In merito al responsabile della sicurezza di Lens, nei verbali della audizioni si può leggere che l’uomo ha “ammesso di non aver effettuato il controllo periodico richiesto per mancanza di tempo [...] Doveva controllare circa 1’000 oggetti nel comune, e gli hotel e le scuole avevano la priorità”. Il funzionario era assunto al 30% per questo compito e aveva segnalato la mancanza di risorse al suo superiore gerarchico prima dell’incendio, precisando che i suoi predecessori non avevano effettuato alcun controllo periodico.
Va precisato che l’esperto non è lo stesso di quello incaricato del Constellation. Il comune di Lens non si è fuso con Crans-Montana, come gli altri comuni dell’altopiano. Inoltre, il caso non è ancora stato giudicato dai tribunali vallesani. In attesa del giudizio, l’imputato è presunto innocente.
A Crans-Montana sono invece tre gli esperti antincendio, ma anche in questo caso vengono sollevati dubbi sui profili: due sono vigili del fuoco volontari, ma nessuno sembra avere una formazione specifica nel campo della prevenzione incendi.
L’inchiesta completa dei colleghi romandi andrà in onda questa sera (domenica) nella trasmissione RTS “Mise au Point”.
Le candele scintillanti spingono le vendite di bottiglie, ma arrivano i primi divieti
Sempre la SonntagsZeitung torna oggi anche sulle candele scintillanti, le principali sospettate per l’innesco del rogo nel bar Le Constellation. Secondo il domenicale questi oggetti pirotecnici sono un buon affare per molti gestori di bar e locali notturni. Servono infatti a mettere in scena e promuovere la vendita di bottiglie intere, che costituisce una fonte di reddito sostanziale. Una bottiglia di Moët & Chandon, disponibile a meno di 50 franchi nel commercio al dettaglio, costa più di 170 franchi in un bar, mentre un Dom Pérignon può raggiungere i 460 franchi.
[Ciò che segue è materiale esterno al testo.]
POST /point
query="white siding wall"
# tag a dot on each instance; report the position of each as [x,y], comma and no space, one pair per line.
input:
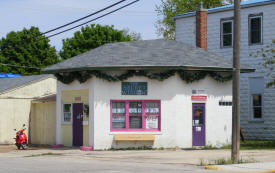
[15,106]
[185,31]
[176,111]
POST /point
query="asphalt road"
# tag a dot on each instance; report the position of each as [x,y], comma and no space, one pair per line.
[53,164]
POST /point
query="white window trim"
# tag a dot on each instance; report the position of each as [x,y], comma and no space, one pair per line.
[232,29]
[66,122]
[249,29]
[252,107]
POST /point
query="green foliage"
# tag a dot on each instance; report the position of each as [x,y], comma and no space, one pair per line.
[90,37]
[170,8]
[187,76]
[26,48]
[267,54]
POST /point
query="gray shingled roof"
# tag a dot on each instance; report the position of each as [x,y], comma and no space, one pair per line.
[10,83]
[144,54]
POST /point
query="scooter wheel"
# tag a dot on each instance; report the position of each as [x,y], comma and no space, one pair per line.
[18,146]
[24,146]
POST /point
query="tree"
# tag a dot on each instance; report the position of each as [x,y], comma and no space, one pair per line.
[90,37]
[26,52]
[267,54]
[170,8]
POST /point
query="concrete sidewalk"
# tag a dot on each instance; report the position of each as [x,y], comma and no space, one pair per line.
[264,167]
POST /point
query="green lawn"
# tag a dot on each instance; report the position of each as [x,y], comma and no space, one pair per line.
[255,144]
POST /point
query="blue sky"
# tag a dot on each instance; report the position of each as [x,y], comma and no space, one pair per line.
[47,14]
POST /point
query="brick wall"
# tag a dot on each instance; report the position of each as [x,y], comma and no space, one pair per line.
[186,32]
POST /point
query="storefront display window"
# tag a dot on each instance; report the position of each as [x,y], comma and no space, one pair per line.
[67,113]
[134,115]
[118,115]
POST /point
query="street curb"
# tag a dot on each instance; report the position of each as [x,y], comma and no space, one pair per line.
[211,167]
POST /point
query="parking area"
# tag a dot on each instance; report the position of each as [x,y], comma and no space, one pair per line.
[120,161]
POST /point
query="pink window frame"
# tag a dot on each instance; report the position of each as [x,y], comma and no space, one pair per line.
[127,129]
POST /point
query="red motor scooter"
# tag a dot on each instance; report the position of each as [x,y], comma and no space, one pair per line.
[21,139]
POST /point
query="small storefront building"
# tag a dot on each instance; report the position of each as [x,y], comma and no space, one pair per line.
[152,93]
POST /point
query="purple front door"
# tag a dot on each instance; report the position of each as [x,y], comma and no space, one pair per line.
[77,124]
[198,124]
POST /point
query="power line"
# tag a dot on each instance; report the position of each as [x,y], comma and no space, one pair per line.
[93,19]
[19,66]
[82,18]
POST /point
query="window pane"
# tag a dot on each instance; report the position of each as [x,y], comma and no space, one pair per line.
[118,115]
[255,30]
[257,112]
[227,27]
[257,100]
[135,115]
[256,23]
[67,117]
[255,37]
[135,122]
[152,115]
[67,108]
[198,115]
[118,122]
[227,40]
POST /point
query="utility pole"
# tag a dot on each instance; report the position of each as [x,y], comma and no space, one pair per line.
[235,151]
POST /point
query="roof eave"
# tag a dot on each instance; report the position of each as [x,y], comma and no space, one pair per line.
[189,14]
[188,68]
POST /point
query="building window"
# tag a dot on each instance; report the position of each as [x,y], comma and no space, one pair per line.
[256,85]
[132,115]
[225,103]
[255,29]
[118,115]
[67,109]
[226,33]
[257,106]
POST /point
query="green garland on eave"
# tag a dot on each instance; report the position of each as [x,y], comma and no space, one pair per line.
[188,76]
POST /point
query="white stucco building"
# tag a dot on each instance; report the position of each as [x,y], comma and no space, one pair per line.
[147,93]
[257,31]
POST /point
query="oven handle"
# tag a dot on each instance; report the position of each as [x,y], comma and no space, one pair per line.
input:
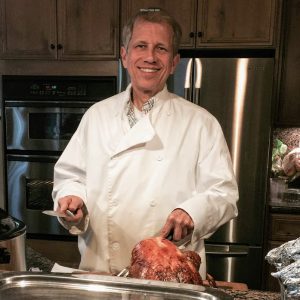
[33,158]
[51,103]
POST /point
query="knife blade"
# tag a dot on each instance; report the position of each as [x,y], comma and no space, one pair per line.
[181,243]
[54,213]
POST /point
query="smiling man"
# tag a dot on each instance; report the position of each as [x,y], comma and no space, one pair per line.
[145,162]
[149,59]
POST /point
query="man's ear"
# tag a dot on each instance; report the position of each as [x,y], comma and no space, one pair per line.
[176,60]
[123,53]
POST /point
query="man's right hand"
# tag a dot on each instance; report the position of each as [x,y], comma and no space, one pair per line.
[72,203]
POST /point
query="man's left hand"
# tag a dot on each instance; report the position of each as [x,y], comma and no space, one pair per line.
[179,224]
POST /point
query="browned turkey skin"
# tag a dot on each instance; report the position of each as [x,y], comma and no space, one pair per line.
[159,259]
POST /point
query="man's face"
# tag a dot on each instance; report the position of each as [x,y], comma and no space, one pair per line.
[149,57]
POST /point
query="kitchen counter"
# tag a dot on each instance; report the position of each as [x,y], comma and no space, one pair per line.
[284,207]
[37,262]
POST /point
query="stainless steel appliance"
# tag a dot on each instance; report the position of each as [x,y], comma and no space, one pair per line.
[25,285]
[40,116]
[12,243]
[237,91]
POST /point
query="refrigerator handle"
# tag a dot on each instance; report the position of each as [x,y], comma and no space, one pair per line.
[187,82]
[226,250]
[198,80]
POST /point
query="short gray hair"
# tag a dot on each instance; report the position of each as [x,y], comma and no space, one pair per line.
[153,16]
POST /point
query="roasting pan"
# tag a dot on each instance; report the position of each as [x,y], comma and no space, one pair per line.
[33,286]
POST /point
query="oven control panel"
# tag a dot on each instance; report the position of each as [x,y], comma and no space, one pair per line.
[58,89]
[91,88]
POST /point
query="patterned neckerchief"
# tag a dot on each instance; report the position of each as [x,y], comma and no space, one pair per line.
[146,108]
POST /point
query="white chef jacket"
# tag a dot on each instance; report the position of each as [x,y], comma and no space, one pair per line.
[132,178]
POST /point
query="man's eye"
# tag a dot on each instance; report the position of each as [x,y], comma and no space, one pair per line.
[162,49]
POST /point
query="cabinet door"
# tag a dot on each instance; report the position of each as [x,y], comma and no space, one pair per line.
[289,97]
[236,22]
[183,11]
[88,29]
[28,28]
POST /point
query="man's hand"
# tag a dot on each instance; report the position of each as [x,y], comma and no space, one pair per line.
[72,203]
[179,223]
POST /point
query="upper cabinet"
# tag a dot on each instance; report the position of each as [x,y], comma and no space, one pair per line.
[289,90]
[59,29]
[218,23]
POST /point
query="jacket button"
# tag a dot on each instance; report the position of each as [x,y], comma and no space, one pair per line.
[114,202]
[115,246]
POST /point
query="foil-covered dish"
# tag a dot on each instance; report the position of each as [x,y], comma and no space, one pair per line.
[286,259]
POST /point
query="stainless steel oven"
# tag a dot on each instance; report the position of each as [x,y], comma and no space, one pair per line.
[40,116]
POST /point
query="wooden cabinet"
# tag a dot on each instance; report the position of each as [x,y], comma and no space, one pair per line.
[218,23]
[289,95]
[283,227]
[59,29]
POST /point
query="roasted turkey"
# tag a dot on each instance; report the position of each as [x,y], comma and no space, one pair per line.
[159,259]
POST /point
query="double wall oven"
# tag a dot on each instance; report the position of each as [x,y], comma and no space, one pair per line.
[40,116]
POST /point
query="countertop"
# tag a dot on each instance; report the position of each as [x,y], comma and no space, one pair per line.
[36,262]
[284,207]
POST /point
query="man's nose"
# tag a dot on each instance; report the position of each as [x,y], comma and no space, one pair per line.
[150,55]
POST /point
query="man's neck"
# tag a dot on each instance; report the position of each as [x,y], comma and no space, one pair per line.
[139,99]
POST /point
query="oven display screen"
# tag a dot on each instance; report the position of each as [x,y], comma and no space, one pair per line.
[53,126]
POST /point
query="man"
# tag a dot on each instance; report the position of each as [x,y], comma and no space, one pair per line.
[144,162]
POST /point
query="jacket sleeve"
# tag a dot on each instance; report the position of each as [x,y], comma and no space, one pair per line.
[214,201]
[69,177]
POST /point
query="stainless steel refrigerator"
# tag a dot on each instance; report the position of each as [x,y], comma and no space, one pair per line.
[238,92]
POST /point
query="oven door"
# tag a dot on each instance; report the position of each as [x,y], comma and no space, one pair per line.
[30,183]
[41,128]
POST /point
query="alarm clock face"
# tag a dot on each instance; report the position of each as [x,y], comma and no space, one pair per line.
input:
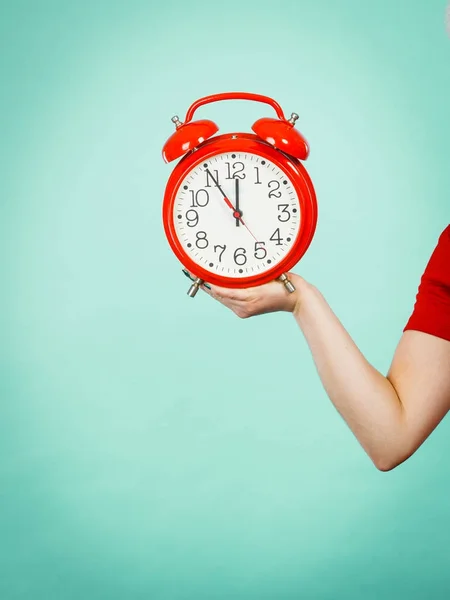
[237,214]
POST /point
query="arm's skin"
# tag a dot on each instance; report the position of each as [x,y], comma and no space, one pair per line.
[390,416]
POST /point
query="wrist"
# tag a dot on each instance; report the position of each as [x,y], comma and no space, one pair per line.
[303,289]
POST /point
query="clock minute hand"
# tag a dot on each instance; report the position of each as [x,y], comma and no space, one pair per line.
[236,213]
[227,201]
[236,199]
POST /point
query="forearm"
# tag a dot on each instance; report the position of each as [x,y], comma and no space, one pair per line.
[363,396]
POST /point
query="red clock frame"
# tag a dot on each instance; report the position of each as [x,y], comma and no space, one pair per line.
[244,142]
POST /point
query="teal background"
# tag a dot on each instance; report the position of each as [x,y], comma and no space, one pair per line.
[134,463]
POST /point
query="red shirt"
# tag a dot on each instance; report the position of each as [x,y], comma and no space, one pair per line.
[431,312]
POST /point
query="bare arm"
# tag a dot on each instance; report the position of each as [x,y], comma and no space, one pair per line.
[390,416]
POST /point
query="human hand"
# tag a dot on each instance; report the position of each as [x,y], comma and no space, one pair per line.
[259,300]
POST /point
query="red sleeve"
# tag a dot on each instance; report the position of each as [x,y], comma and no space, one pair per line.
[431,313]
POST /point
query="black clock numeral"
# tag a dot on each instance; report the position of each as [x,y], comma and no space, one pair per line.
[240,253]
[192,218]
[259,248]
[209,178]
[200,198]
[276,237]
[284,212]
[224,247]
[274,186]
[238,168]
[201,237]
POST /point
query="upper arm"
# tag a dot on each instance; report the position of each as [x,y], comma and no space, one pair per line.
[420,374]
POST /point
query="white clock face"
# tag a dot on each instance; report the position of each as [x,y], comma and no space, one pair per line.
[237,214]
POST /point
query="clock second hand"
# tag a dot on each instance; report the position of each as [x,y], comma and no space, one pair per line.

L’uso delle candele incandescenti è autorizzato nei luoghi chiusi, ma deve rispettare la distanza minima raccomandata. Dopo la tragedia, il Canton Vaud ha da parte sua deciso di vietare l’uso di dispositivi pirotecnici nei bar, discoteche e ristoranti. Una decisione simile è stata presa nei giorni scorsi anche dal comune di Livigno, in Valtellina, che si appresta a ospitare una parte delle gare (freestyle) delle olimpiadi invernali in programma a febbraio.